Friday, June 06, 2008

Small Worlds: The Dodge, The Earth

The Dodge line-up is slowly reaching completion, and it's pretty exciting. As usual, I'm a bit more excited about the poets whose performances will be away from the main stage, which this year include several current and old friends of the Spoken Word Series (Renee Ashley, Kate Greenstreet, BJ Ward). Of the Main Stage evening programs, I think Thursday and Friday are more interesting than either Saturday or Sunday - which suits me, as I usually run out of energy and/or free time somewhere around 8PM Saturday night. I enjoy being at the festival Thursday, when the programs are intended for students, because that's when the conversation is more about craft and less about "Oh, Mr.
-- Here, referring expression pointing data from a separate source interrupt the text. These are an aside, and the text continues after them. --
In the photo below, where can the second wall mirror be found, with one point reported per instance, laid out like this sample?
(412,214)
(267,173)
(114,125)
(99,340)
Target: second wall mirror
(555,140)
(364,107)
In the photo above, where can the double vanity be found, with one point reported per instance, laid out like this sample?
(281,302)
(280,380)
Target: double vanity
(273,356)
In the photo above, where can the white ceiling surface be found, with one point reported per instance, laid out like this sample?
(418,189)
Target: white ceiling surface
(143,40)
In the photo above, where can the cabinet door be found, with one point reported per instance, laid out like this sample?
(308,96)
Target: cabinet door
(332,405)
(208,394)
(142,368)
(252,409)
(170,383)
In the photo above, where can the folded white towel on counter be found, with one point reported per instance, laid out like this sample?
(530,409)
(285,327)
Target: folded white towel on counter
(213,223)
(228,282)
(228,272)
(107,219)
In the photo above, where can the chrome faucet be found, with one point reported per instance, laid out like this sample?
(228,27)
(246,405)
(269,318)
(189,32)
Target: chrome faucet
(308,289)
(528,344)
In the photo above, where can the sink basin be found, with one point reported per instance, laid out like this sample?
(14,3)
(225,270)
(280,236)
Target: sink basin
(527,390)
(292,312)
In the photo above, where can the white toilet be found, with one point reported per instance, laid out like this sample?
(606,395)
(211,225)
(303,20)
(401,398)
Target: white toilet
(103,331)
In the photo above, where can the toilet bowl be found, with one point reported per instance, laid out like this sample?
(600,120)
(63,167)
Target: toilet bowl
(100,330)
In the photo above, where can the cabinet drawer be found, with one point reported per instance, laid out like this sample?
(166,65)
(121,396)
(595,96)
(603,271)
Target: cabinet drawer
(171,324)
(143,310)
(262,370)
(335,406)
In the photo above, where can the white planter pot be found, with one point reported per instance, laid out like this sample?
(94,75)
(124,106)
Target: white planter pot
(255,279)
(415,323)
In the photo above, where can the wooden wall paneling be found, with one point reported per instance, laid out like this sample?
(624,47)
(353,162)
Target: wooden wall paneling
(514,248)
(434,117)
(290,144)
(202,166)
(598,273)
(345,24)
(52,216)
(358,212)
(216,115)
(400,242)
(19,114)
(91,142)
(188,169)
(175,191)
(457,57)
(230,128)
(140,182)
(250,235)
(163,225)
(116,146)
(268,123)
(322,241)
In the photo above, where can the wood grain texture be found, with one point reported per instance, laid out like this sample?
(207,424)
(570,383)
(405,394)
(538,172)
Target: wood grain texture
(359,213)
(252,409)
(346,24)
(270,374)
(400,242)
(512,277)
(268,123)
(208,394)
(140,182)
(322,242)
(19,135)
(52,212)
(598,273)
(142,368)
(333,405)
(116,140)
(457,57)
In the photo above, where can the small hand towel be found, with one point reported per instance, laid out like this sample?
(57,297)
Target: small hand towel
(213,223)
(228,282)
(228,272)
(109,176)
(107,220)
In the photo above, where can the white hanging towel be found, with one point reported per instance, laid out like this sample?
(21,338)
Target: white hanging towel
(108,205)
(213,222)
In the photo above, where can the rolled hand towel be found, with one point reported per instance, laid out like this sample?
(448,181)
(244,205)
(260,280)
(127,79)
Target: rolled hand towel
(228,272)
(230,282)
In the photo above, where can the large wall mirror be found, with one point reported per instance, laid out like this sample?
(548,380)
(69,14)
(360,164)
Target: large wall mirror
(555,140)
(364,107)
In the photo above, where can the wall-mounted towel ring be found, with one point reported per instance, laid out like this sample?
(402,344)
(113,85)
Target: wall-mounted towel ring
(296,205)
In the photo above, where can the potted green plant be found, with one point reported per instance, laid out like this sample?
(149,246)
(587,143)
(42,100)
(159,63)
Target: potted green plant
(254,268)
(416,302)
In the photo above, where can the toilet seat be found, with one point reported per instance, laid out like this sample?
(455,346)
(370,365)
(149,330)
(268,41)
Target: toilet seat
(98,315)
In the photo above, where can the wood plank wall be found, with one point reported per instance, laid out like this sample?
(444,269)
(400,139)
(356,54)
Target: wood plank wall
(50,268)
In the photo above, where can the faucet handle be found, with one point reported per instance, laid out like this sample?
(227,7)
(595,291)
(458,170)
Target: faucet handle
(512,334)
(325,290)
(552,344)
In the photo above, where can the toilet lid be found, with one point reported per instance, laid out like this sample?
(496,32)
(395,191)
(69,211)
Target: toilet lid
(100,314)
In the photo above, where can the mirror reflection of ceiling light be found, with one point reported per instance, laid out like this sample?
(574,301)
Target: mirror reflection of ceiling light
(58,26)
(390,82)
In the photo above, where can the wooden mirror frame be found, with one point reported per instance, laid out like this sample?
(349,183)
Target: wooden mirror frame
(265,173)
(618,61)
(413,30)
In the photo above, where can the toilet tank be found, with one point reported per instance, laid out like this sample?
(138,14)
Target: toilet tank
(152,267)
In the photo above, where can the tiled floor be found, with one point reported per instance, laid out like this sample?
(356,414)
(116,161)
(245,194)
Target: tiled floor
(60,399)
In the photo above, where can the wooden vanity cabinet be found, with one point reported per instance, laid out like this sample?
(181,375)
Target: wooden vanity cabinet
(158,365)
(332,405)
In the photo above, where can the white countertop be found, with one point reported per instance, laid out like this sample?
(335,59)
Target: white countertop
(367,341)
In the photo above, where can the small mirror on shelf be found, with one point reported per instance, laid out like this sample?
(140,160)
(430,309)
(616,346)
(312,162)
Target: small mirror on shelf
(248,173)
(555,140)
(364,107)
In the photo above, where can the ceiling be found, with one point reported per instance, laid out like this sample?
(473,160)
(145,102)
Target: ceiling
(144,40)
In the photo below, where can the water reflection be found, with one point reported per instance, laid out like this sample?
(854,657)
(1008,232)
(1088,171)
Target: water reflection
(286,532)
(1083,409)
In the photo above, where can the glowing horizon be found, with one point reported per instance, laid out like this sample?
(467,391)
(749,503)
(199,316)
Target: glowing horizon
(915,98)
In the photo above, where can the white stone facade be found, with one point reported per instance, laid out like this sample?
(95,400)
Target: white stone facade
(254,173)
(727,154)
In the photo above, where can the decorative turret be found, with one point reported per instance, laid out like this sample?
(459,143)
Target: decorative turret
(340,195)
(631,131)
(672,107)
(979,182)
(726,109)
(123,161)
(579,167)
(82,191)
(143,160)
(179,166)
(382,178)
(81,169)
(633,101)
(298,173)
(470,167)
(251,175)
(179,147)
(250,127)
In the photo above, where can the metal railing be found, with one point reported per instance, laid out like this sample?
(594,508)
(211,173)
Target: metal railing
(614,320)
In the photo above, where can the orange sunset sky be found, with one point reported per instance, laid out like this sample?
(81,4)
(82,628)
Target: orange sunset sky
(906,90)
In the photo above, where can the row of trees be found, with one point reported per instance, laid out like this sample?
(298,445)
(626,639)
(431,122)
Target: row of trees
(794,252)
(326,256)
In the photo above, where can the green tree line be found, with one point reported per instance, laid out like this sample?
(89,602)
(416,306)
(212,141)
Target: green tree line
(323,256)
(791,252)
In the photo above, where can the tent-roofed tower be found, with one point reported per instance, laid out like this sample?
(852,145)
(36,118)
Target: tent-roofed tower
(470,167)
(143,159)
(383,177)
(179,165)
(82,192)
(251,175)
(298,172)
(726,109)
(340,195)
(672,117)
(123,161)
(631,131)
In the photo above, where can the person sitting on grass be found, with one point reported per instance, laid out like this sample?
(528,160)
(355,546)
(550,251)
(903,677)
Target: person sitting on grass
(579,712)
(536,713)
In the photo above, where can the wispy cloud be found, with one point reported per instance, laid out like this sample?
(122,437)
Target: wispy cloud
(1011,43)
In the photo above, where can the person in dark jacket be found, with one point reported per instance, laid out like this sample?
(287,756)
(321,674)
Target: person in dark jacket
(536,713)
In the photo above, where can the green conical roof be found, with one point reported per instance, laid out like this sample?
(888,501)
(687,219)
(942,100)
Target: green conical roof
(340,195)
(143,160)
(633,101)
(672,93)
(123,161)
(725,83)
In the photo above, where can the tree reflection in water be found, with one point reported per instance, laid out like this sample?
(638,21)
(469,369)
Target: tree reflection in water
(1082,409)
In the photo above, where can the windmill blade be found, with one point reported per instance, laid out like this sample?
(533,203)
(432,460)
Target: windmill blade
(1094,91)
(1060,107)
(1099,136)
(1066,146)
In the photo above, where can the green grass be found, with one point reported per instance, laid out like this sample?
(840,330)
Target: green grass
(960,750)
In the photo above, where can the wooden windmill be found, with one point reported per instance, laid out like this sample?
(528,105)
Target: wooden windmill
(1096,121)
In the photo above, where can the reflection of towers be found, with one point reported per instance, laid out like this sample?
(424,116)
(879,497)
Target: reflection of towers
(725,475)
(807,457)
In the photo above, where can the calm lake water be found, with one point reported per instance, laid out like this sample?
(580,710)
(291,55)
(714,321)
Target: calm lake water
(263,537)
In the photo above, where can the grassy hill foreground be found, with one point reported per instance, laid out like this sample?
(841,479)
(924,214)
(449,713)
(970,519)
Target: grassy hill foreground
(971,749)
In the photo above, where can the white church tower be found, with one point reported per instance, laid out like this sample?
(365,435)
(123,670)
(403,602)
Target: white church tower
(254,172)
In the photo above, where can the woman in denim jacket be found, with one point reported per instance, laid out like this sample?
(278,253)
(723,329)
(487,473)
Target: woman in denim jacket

Poet, read this one!"

Looking forward to hearing Beth Ann Fennelly, whose book Tender Hooks I've had on my shelf for years; it was one of the first books that started me thinking there was a bit of a market for collections with a young child at the center. Since then, I've seen a few of them by poet mothers; no memorable ones from fathers. You reading this, publishers?

Anyway, here's a bit from Fennelly's "A Study of Writing Habits":

4. Why We Don't Want Our Children to Be Poets

Think about Stephen Dunn
washing his clean laundry at the laundromat
because he wanted to write a poem
about the laundromat.

Think about yourself
thinking about Stephen Dunn.

Here's a bit of trivia about me, just for you, my six loyal readers: Did you see the news about Dwight White? He and I worked at the same company for a short time. White was quite a successful investment banker after he retired from the Steelers, and was an officer at the small (and now defunct) Daniels and Bell, where I was employed during college as (among other things) a generator of mathematical stock price analyses. We only met once, I think in 1986, but I do remember thinking was just what I expected a smart ex-NFL player to be: an impressive, formidable presence. Hearing his name on the radio, aside from saddening me at his passing so young, reminded me that it's really not as big a world as we give it credit for.